O banco Bernstein, que há poucos meses previa um crescimento de 5% para o setor de luxo em 2025, reviu agora as estimativas para uma retração de 2%. O novo relatório, analisado pela WWD, aponta diretamente o impacto das tarifas comerciais impostas pelos EUA, a possibilidade de estagflação e a desvalorização do dólar como os principais fatores de risco iminente.

Até ao momento, poucas empresas do setor se pronunciaram publicamente sobre os efeitos das tarifas. Uma das exceções foi a Ferrari, que afirmou já estar a planear imputar o impacto ao consumidor final. Este posicionamento poderá tornar-se tendência, à medida que os primeiros resultados trimestrais de 2025 forem conhecidos — sendo o da LVMH o mais aguardado, com publicação marcada para 15 de abril.

Custo, complexidade e consumo
Na prática, o luxo moderno é um quebra-cabeças logístico. Uma carteira em pele de uma marca francesa pode ser desenhada em Paris, feita com couro italiano, ferragens chinesas e montada na Roménia. Uma única tarifa sobre um dos elos da cadeia pode transformar radicalmente o preço final — e isso antes de se somarem os custos de transporte, seguros e armazenagem.

Muitas destas marcas já começaram a rever os seus mapas de produção. Alguns falam em ‘friendshoring’ — deslocar fábricas para países aliados, longe de zonas de tensão geopolítica. Outros apostam no ‘reshoring’, ou seja, trazer parte da produção de volta à Europa ou aos EUA, mesmo que isso implique menor margem de lucro.

Para o consumidor final, os efeitos ainda estão por se materializar, mas são inevitáveis. Os produtos de luxo poderão subir de preço nos EUA, onde as tarifas incidem sobre bens europeus e asiáticos. Já os consumidores chineses, tradicionalmente ávidos por marcas ocidentais, poderão ressentir-se de retaliações internas ou de uma nova vaga de incentivos ao consumo de marcas nacionais. Além disso, há uma questão de perceção. As marcas de luxo vivem de desejo, de narrativa e de exclusividade. Em tempos de incerteza, esse desejo pode ser comprometido, sobretudo se for associado a instabilidade económica ou a preços inflacionados.

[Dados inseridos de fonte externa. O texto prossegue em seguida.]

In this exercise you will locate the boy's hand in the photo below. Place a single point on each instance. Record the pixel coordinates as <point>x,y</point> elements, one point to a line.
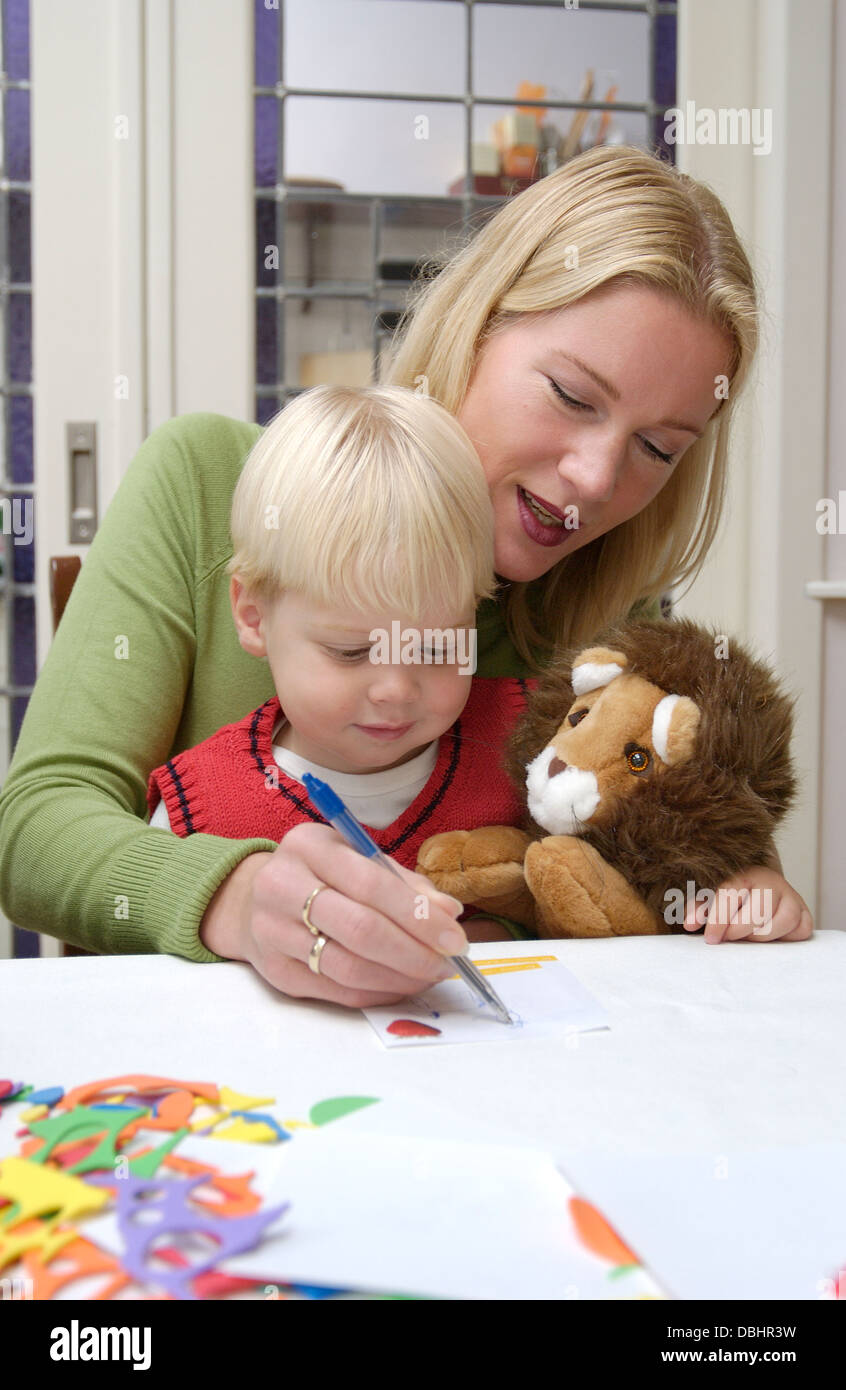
<point>755,905</point>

As medidas de Trump são também um sinal de uma tendência mais ampla: a fragmentação da globalização tal como a conhecemos. O regresso do protecionismo, o enfraquecimento da OMC, as tensões EUA-China, e os conflitos regionais têm contribuído para uma redefinição das regras do jogo.

Para o setor de luxo, esta nova realidade exigirá ajustes logísticos e comerciais, bem como narrativas adaptadas a consumidores mais cautelosos, conscientes e, em muitos casos, patrióticos. A indústria da moda e do luxo, embora seja muitas vezes vista como um bastião de estabilidade e crescimento, não está imune. Pelo contrário: é uma das primeiras a sentir o impacto, e talvez uma das últimas a recuperar. A única certeza é a de que o luxo terá de – mais uma vez – reinventar-se. Menos exuberância, mais estratégia. Menos glamour, mais resiliência.